De rechtbank heeft vastgesteld dat de verdachte na de aanrijding de plaats van het ongeval heeft verlaten, terwijl hij wist dat de slachtoffers in hulpeloze toestand achterbleven. De officier van justitie had een gevangenisstraf van 3 jaar en een ontzegging van de rijbevoegdheid van 4 jaar geëist. De verdediging pleitte voor een lagere straf, maar de rechtbank oordeelde dat de ernst van de feiten en de gevolgen voor de nabestaanden een zwaardere straf rechtvaardigden.

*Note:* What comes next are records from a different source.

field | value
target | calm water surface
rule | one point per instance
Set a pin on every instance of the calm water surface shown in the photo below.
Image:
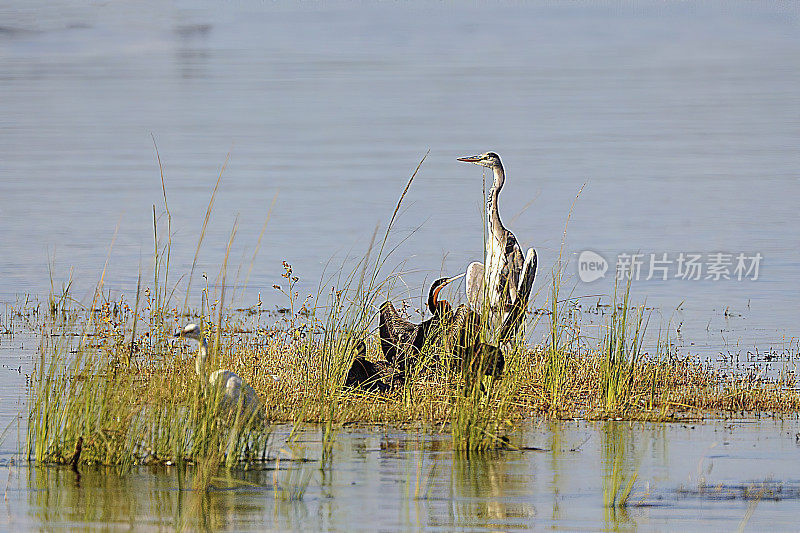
(682, 121)
(715, 475)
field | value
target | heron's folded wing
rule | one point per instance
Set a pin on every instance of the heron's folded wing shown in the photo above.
(474, 285)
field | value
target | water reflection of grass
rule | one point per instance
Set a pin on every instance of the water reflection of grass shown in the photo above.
(619, 473)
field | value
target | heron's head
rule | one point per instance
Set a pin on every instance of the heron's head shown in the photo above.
(190, 331)
(489, 160)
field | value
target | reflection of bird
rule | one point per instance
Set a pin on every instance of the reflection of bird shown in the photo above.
(401, 339)
(504, 261)
(462, 335)
(363, 373)
(235, 390)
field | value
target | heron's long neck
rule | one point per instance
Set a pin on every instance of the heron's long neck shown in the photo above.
(200, 361)
(492, 211)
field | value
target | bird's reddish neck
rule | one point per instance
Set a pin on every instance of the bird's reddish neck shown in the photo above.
(492, 210)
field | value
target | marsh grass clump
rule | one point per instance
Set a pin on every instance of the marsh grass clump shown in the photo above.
(620, 352)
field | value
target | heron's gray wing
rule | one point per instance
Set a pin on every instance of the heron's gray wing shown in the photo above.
(515, 262)
(517, 313)
(395, 331)
(474, 285)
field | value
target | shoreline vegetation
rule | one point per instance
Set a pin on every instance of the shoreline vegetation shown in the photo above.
(111, 386)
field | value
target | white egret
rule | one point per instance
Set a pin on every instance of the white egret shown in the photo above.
(235, 390)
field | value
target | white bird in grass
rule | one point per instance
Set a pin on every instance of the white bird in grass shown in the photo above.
(235, 390)
(499, 282)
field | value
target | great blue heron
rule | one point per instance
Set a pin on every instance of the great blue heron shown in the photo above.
(235, 390)
(401, 339)
(497, 281)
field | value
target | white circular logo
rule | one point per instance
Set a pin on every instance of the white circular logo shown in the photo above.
(591, 266)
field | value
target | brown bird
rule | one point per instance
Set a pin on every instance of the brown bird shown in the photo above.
(401, 340)
(462, 335)
(365, 374)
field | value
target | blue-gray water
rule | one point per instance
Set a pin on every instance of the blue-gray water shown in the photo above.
(682, 120)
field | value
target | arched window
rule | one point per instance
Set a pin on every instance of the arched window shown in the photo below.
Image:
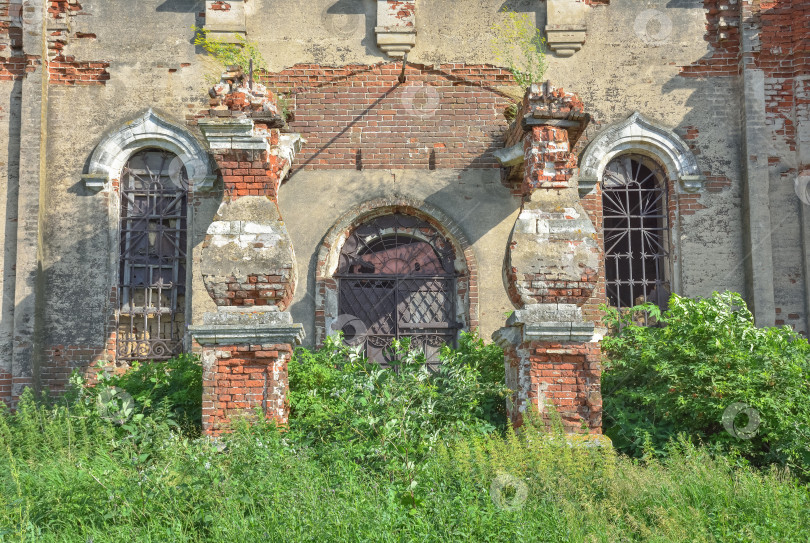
(636, 232)
(152, 261)
(397, 279)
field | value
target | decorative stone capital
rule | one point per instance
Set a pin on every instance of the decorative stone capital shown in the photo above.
(565, 26)
(396, 26)
(149, 130)
(248, 326)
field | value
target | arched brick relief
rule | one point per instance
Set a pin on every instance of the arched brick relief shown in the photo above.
(326, 288)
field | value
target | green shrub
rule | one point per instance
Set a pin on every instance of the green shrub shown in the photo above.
(682, 377)
(175, 384)
(377, 415)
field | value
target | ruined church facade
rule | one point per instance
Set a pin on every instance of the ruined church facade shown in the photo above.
(386, 177)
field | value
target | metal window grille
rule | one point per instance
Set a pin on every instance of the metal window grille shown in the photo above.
(152, 273)
(397, 279)
(636, 232)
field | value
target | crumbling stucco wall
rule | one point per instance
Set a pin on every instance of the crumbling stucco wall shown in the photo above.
(110, 61)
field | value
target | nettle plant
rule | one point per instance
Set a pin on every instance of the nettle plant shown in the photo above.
(519, 45)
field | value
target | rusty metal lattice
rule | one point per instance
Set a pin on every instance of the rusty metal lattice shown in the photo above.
(636, 230)
(151, 315)
(397, 278)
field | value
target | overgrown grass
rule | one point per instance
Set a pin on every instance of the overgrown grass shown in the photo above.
(367, 456)
(70, 475)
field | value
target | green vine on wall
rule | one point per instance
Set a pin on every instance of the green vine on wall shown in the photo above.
(518, 44)
(230, 54)
(237, 54)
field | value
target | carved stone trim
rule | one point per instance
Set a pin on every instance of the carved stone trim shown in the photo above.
(149, 130)
(226, 20)
(565, 26)
(396, 27)
(639, 135)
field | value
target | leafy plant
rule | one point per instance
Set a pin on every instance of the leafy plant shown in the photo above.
(707, 358)
(230, 54)
(519, 44)
(381, 416)
(175, 384)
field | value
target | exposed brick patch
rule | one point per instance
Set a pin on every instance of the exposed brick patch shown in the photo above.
(13, 63)
(548, 289)
(358, 116)
(723, 35)
(564, 375)
(64, 69)
(257, 289)
(251, 172)
(237, 379)
(404, 10)
(67, 71)
(16, 67)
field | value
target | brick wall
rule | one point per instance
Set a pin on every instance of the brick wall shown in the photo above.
(240, 378)
(563, 376)
(251, 173)
(359, 116)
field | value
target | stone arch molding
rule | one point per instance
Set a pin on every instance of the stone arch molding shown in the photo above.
(640, 136)
(149, 130)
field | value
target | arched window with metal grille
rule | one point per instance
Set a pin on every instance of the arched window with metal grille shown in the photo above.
(396, 278)
(152, 260)
(636, 232)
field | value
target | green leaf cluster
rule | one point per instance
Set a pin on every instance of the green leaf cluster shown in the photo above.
(341, 402)
(681, 376)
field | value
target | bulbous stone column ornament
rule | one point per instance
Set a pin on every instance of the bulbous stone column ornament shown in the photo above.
(247, 261)
(551, 267)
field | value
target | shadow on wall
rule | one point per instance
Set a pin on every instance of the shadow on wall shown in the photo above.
(77, 290)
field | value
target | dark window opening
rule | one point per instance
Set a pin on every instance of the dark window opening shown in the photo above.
(396, 279)
(152, 264)
(636, 232)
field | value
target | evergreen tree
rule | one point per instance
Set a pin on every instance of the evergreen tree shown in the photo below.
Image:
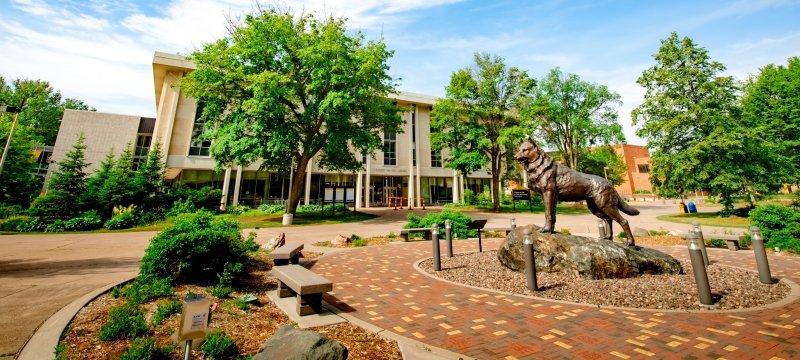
(64, 197)
(93, 196)
(119, 188)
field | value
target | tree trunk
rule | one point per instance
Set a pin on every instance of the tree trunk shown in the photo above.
(298, 178)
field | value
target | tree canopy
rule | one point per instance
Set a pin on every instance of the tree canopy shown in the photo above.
(570, 115)
(284, 89)
(692, 122)
(478, 120)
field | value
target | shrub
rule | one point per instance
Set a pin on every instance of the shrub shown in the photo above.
(469, 197)
(218, 345)
(196, 247)
(123, 220)
(89, 220)
(146, 349)
(780, 226)
(146, 288)
(126, 321)
(460, 221)
(164, 310)
(276, 208)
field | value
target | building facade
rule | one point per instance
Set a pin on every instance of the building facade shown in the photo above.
(405, 171)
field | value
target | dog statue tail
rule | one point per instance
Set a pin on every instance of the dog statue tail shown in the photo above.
(624, 207)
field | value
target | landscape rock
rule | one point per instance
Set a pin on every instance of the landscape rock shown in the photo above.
(341, 240)
(289, 343)
(275, 242)
(585, 257)
(639, 232)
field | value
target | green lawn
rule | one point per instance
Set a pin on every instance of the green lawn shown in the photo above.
(707, 218)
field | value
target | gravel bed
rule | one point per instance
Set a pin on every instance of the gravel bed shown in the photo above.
(731, 288)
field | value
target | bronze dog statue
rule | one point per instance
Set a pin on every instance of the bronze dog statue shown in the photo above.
(555, 181)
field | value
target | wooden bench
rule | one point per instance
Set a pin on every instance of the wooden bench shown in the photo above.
(307, 286)
(427, 231)
(288, 253)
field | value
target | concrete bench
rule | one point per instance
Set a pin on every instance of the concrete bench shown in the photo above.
(427, 231)
(288, 253)
(295, 280)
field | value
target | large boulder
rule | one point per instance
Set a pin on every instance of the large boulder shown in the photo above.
(585, 257)
(289, 343)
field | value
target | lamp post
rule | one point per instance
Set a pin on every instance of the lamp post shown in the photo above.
(15, 111)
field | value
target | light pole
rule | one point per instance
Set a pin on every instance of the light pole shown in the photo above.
(15, 111)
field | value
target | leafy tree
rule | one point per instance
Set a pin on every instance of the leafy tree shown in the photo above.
(691, 121)
(571, 115)
(93, 196)
(65, 190)
(478, 119)
(772, 100)
(284, 89)
(604, 161)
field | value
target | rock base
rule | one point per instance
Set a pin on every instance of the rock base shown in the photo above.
(585, 257)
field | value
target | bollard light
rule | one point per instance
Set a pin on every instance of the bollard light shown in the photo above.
(601, 228)
(530, 260)
(701, 242)
(448, 230)
(700, 275)
(764, 275)
(437, 261)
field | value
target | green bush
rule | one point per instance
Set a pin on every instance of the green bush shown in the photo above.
(89, 220)
(197, 247)
(123, 220)
(275, 208)
(146, 288)
(125, 321)
(460, 221)
(780, 226)
(165, 309)
(146, 349)
(219, 346)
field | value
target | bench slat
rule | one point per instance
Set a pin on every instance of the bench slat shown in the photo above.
(302, 280)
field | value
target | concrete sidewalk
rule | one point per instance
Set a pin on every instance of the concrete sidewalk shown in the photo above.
(41, 274)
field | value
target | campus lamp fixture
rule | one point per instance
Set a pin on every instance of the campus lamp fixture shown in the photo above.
(15, 111)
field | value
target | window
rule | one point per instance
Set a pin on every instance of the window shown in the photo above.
(198, 146)
(436, 158)
(389, 148)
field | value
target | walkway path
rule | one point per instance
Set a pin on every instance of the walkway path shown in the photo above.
(42, 273)
(379, 285)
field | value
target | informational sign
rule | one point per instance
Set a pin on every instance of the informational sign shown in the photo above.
(521, 194)
(194, 318)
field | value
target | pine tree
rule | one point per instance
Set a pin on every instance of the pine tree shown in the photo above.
(64, 197)
(93, 196)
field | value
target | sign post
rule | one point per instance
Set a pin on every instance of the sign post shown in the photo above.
(193, 322)
(524, 194)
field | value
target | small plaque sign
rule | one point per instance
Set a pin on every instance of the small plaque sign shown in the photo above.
(194, 318)
(521, 194)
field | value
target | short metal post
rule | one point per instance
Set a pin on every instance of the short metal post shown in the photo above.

Uiteindelijk werd de verdachte veroordeeld tot een gevangenisstraf van 3 jaar en een ontzegging van de rijbevoegdheid van 4 jaar. Voor het feit dat hij zonder rijbewijs had gereden, kreeg hij een dag hechtenis. De rechtbank benadrukte de ernstige impact van de daden van de verdachte op de slachtoffers en hun families.

Uitspraak

RECHTBANK GELDERLAND
Team strafrecht
Zittingsplaats Zutphen
Parketnummer: 05.234088.23
Datum uitspraak : 4 april 2024
Tegenspraak
vonnis van de meervoudige kamer
in de zaak van
de officier van justitie
tegen
[verdachte],
geboren op [geboortedatum] 1999 in [geboorteplaats] , op dit moment gedetineerd in [verblijfplaats] .
Raadsvrouw: mr. L.S. Wachters, advocaat in Arnhem.
Dit vonnis is gewezen naar aanleiding van het onderzoek op openbare terechtzittingen.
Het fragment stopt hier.